Les forces de l’ordre disposent aussi d’armes longues, comme le fusil d’assaut HK G36, dont elles ont été dotées après les attentats de 2015. Une arme utilisée lors des tirs mortels du Pont-Neuf à Paris, en avril 2022, quand un policier a tué deux occupants d’un véhicule refusant d’obtempérer.

Pour Abdoulaye Kanté, cette évolution des équipements de police était nécessaire. "Nous vivons dans une société de plus en plus violente. Il fallait évoluer avec un matériel adapté pour parer à cette violence. Il n’est plus rare de tomber sur des Kalachnikov lors de contrôles. Il faut qu’il y ait des équipements qui puissent nous protéger. D’autant que depuis les attentats nous sommes des cibles à part entière en tant que policiers".

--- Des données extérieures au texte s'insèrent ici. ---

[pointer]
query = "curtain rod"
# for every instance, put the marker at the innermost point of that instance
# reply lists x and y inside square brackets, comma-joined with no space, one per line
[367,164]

En 2024, 6 000 policiers ont été blessés lors de violences volontaires du fait d’un tiers, selon le ministère de l’Intérieur.

Contrôles d’identité : un malaise persistant

Selon Sebastian Roché, le malaise entre jeune des quartiers et policiers a beaucoup à voir avec un autre pilier de l’action policière française : les contrôles d’identité. "Ces contrôles sont prioritairement réservés aux quartiers défavorisés, et dans ces quartiers, aux jeunes d’origine étrangère."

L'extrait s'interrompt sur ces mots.